Awesome
Case-Sensitive-Scene-Text-Recognition-Datasets
This project is part of the research work of the following paper:
UnrealText: Synthesizing Realistic Scene Text Images from the Unreal World (CVPR 2020) [GitHubRepo]
If you find this project useful in your research, you are encouraged to cite our paper:
@inproceedings{long2020unreal,
title={UnrealText: Synthesizing Realistic Scene Text Images from the Unreal World},
author={Long, Shangbang and Yao, Cong},
booktitle={Proceedings of the IEEE Conference on Computer Vision and Pattern Recognition (CVPR)},
year={2020}
}
Background
The annotations of $4$ of the most popular scene text recognition datasets are incomplete.

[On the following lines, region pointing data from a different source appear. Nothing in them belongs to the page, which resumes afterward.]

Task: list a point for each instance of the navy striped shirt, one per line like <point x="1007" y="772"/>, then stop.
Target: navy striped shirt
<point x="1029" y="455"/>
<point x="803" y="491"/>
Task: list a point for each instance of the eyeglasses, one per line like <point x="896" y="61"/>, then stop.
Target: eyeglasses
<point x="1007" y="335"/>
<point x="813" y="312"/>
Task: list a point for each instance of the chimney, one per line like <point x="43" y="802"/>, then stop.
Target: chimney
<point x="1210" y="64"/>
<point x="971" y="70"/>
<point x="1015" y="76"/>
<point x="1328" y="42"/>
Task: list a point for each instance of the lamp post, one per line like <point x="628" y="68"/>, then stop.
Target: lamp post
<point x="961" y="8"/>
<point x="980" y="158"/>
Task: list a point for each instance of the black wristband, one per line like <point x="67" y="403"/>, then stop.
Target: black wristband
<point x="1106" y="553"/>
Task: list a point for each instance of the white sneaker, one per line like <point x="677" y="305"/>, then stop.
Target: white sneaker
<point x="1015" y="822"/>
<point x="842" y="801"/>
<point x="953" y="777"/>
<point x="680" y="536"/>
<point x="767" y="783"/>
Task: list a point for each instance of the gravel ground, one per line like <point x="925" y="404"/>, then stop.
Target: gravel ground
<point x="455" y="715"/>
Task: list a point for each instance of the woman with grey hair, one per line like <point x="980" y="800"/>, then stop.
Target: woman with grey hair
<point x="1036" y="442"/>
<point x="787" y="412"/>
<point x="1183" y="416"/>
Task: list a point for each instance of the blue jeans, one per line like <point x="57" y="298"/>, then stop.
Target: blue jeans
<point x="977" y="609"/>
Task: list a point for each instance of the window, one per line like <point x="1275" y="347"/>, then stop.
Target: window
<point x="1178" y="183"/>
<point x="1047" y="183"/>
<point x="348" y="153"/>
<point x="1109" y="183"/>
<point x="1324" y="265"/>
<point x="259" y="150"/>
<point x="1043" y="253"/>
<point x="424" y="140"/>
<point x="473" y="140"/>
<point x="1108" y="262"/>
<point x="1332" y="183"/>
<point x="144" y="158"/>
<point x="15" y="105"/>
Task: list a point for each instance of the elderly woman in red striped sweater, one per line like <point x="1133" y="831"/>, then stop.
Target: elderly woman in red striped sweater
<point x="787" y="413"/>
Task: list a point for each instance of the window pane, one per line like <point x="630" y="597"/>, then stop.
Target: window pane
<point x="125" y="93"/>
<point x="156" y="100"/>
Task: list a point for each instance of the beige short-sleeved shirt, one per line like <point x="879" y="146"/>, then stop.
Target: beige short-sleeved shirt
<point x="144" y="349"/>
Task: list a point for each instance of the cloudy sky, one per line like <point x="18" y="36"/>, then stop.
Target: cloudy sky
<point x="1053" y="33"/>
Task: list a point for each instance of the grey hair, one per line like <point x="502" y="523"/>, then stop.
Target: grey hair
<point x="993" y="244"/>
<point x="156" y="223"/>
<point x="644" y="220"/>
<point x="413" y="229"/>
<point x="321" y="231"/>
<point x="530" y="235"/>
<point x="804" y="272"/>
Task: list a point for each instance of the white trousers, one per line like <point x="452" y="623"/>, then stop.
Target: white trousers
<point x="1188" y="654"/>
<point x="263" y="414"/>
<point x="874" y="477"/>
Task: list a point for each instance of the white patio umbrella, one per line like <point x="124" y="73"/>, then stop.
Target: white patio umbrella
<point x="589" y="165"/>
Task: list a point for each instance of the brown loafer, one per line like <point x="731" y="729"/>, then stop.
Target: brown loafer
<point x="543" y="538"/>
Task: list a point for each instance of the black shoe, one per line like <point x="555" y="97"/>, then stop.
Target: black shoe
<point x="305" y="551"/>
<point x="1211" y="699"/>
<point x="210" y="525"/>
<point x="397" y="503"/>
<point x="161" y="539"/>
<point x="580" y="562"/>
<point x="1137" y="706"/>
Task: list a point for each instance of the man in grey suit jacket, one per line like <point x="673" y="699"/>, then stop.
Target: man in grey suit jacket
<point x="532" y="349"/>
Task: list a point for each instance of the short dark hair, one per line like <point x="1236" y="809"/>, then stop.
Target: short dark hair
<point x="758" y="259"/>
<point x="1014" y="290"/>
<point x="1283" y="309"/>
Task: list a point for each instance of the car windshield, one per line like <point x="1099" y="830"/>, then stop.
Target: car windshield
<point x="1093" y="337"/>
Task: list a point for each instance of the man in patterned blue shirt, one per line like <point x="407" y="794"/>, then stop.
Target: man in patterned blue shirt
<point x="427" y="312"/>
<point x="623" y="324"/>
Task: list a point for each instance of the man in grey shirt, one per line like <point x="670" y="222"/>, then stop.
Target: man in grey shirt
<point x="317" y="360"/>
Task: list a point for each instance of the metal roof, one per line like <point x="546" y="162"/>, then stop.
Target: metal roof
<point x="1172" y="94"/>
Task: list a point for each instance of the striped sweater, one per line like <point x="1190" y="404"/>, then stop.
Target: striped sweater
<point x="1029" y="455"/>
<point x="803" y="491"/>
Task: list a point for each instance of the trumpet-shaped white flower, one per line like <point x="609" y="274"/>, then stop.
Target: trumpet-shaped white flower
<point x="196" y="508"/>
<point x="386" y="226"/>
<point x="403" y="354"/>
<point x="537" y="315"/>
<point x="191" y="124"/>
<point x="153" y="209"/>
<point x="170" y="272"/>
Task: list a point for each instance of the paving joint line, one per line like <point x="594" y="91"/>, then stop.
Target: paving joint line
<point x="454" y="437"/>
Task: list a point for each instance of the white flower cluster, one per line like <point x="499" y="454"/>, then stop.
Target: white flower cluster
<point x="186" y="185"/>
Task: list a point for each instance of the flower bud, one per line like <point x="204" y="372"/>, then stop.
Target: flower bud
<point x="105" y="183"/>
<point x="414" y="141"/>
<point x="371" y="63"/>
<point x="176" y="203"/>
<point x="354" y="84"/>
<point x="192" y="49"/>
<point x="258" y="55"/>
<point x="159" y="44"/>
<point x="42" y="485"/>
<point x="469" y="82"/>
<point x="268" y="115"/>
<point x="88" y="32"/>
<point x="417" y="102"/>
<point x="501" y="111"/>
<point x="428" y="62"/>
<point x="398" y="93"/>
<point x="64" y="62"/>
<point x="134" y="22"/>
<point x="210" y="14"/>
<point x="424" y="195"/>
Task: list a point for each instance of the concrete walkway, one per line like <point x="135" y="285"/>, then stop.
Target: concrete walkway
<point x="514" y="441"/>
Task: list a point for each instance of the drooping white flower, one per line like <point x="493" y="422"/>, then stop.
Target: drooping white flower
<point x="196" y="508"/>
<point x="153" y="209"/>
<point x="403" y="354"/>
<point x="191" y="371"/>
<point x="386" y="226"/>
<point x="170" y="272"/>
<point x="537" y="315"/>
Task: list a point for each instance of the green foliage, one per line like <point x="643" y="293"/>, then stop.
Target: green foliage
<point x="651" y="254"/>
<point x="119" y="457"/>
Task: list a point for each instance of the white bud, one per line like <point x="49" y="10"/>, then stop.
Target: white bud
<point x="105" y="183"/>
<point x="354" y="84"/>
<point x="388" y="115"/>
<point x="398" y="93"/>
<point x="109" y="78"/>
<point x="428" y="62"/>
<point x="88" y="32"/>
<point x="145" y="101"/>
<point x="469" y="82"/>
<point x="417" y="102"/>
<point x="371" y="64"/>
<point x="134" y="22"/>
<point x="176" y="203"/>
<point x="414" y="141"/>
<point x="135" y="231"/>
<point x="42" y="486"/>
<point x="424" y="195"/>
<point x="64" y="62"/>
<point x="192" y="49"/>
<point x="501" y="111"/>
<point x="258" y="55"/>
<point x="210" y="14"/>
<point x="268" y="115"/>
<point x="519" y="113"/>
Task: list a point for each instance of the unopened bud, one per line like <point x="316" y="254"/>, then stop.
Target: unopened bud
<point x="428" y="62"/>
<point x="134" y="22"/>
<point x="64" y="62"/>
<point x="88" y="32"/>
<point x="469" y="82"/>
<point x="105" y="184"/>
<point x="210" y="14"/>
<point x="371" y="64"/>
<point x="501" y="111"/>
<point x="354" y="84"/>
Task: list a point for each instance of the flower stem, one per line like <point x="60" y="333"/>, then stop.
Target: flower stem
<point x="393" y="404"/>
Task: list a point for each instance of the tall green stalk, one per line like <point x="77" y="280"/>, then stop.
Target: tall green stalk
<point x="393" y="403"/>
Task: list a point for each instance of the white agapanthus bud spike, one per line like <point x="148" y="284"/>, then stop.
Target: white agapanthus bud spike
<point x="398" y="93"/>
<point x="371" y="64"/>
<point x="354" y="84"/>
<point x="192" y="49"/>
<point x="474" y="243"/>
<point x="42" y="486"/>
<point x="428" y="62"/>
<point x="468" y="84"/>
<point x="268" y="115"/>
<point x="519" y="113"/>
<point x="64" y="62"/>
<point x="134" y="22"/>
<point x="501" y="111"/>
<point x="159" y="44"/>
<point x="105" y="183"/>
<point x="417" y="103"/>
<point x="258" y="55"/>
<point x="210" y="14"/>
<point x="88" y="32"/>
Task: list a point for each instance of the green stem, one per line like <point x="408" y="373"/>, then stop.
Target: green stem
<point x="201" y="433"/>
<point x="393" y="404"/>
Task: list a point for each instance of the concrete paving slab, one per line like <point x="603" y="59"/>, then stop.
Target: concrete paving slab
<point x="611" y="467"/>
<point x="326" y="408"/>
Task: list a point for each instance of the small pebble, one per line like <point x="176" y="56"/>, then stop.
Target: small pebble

They are IIIT5K, SVT, SVTP, and CUTE-80. They only provide case-insensitive annotations and no punctuation marks.
For better understanding of scene text recognition models, we re-annotate these datasets and release them.
Dataset Statistics
Dataset Name | #Image |
---|---|
CUTE80 | 288 |
IIIT5K test set | 3000 |
IIIT5K training set | 2000 |
SVT test set | 647 |
SVT training set | 257 |
SVTP test set | 645 |